An Zhe glanced at her and she seemed to read An Zhe’s eyes. “I have never resented this place.”

She leaned over and picked up Lily, who buried her head in Madam Lu’s shoulder.

“I just often get confused slightly.” She stroked Lily’s hair with her fingers. “We resist monsters and heterogeneous species. We resist foreign genes contaminating human genes and want to avoid our unique willpower being ruled by beasts… yet in order to achieve this purpose, everything we do is in violation of the rules of human nature. The collective we have formed, everything it does—gaining resources, strengthening itself and breeding offspring—just reflects the nature of beasts. Humans actually aren’t any different from the monsters. It is just that the flexibility of our brains have made us deceive ourselves. Humans are just one of the animals. We are born like all life and will die like all life.”

Madam Lu’s eyes had a dead look. “Human civilization is as worthless as its science and technology.”

She stopped talking and stared up at the ceiling for a long time. An Zhe saw her palms press against a dark knob and then turn it slightly.

The radiation-proof metal on the ceiling was opened. This was the top floor of the Garden of Eden and there was a limitless sky outside the glass. At night, the solar wind stopped temporarily and the silent twilight and Milky Way poured down together.

An Zhe whispered, “There will be a better day.”

Perhaps there would be a day when judges didn’t have to kill their fellow humans, soldiers didn’t have to die in the wild and the girls of Garden of Eden would be free again.

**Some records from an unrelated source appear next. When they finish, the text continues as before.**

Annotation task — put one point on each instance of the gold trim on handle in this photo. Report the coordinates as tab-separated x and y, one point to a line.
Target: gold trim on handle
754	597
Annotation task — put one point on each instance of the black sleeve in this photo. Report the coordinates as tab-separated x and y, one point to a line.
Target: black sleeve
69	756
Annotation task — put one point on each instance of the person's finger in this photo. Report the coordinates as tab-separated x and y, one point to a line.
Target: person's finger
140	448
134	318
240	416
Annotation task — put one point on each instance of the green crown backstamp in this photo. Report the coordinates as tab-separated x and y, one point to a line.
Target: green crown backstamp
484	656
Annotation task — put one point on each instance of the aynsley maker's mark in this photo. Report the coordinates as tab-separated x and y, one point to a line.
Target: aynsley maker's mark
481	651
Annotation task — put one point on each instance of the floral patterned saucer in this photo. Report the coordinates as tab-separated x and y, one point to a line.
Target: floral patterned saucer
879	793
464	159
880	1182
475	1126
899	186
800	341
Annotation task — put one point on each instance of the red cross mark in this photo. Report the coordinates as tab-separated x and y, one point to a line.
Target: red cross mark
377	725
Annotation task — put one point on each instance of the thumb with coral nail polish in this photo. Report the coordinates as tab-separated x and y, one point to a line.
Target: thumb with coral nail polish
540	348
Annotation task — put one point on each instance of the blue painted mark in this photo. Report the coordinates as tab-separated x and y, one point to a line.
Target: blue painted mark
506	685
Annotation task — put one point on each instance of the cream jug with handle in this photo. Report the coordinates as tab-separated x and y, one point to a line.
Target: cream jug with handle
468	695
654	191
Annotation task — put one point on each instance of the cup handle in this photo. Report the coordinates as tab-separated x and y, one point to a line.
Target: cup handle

“No,” he heard Madam Lu say. “The time is coming when the world will be completely broken.”

“Lily.” She turned to the little girl in her arms. “Do you want to fly?”

An Zhe saw her gentle side profile, heard these words and suddenly got a chill.

He heard Lily ask in a clear voice from where she was holding onto Madam Lu’s neck, “Can I? Like Sinan?”

“Yes.”

At this moment, An Zhe finally understood Sinan’s intentions behind sending Lily back to the Garden of Eden. It was contrary to their guesses at the time.

Go back to Eden—not because it was safe.